Elle est de la famille de Circé, de Marlène, de la Reine de la nuit, de la Callas, de la Castafiore… Mais quand la femme fatale se déshabille, c’est un garçon qui apparaît. Greta Gratos est une figure des nuits et de la vie culturelle genevoises. L’acteur Pierandré Boo l’a créée en 1994 pour le Bal des sorcières à l’Usine. Ils ne se sont plus quittés. Pour son premier film comme réalisatrice, la cheffe opératrice Séverine Barde (Poids léger, Luftbusiness) consacre un portrait à cette diva couverte de fanfreluches. Une longue amitié permet à la cinéaste d’approcher au plus près son sujet, quitte à inventer des dispositifs comme le miroir sans tain pour filmer frontalement la métamorphose et plonger dans les mystères d’une psyché complexe.

Un spectacle artaudien avec l’acteur en 2015: Pour en finir avec le jugement de Dieu

Qui est-elle, ce binôme androgyne, ce «Boy George de la Coulouvrenière»? «La couleur de mon âme et mon plus bel outil», répond le substrat masculin. «La matière qui me permet d’exister», précise l’imago. Le rapport que Pierandré entretient avec Greta est peut-être identique à celui de Walt Disney avec Mickey ou, pour rester à Genève, à celui de Zep avec Titeuf, mais il est indéniablement plus intriqué, plus dévorateur.

Chanson coquine

La créature est un masque qui colle à la peau du créateur, un engagement du corps et de l’âme. Cette maîtresse exigeante est meneuse de revue à l’Usine. Elle tourne un clip d’heroic fantasy avec Desireless (Voyage voyage, air connu…). Elle tient le rôle de la reine Marguerite dans une pièce de Gombrowicz. Elle participe à une manifestation contre les coupes budgétaires frappant la culture à Genève. Dans un couvent alsacien, son effigie grandeur nature repose telle la Belle au bois dormant et son visage s’incruste sur d’anciennes toiles de maîtres…

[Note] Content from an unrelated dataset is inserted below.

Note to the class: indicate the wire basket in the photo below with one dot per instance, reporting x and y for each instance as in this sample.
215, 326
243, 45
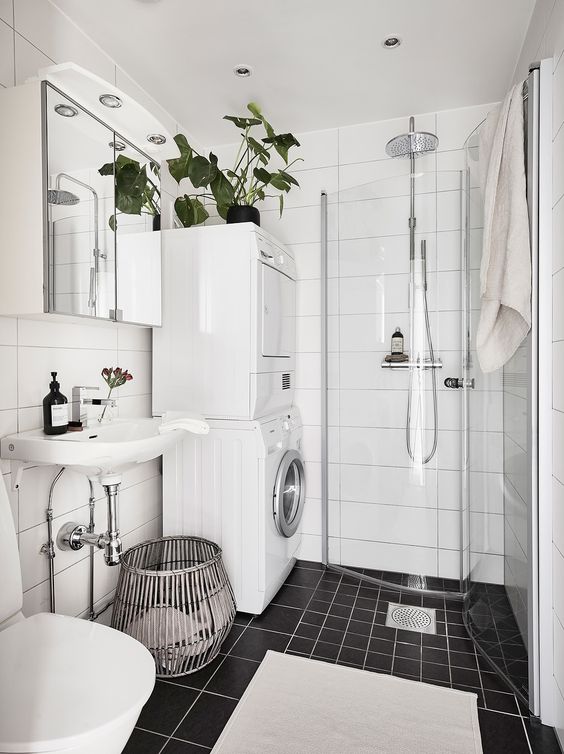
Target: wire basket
174, 596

Peut-être la farce va-t-elle trop loin lorsqu’une professeure de sexologie à l’Université de Montréal retrouve Pierandré au Bain des Pâquis pour parler de la vie sexuelle de Greta et des ambiguïtés du genre. Est-il raisonnable de traverser l’Atlantique pour ausculter ce qui appartient plus au registre de Croquignol travesti, un apocryphe des Pieds nickelés, qu’à celui des Etudes genre… Ce n’est pas sur le divan de la psychanalyse que Greta Gratos, ce «personnage évadé d’un roman mal écrit», a sa place, mais lorsqu’elle s’affale sur un sofa et fait la folle, entonnant Les nuits d’une demoiselle, adorable chanson coquine de Colette Renard, dans une atmosphère de cabaret sensuelle et décadente.


Greta Gratos, de Séverine Barde (Suisse, 2019), 1h26.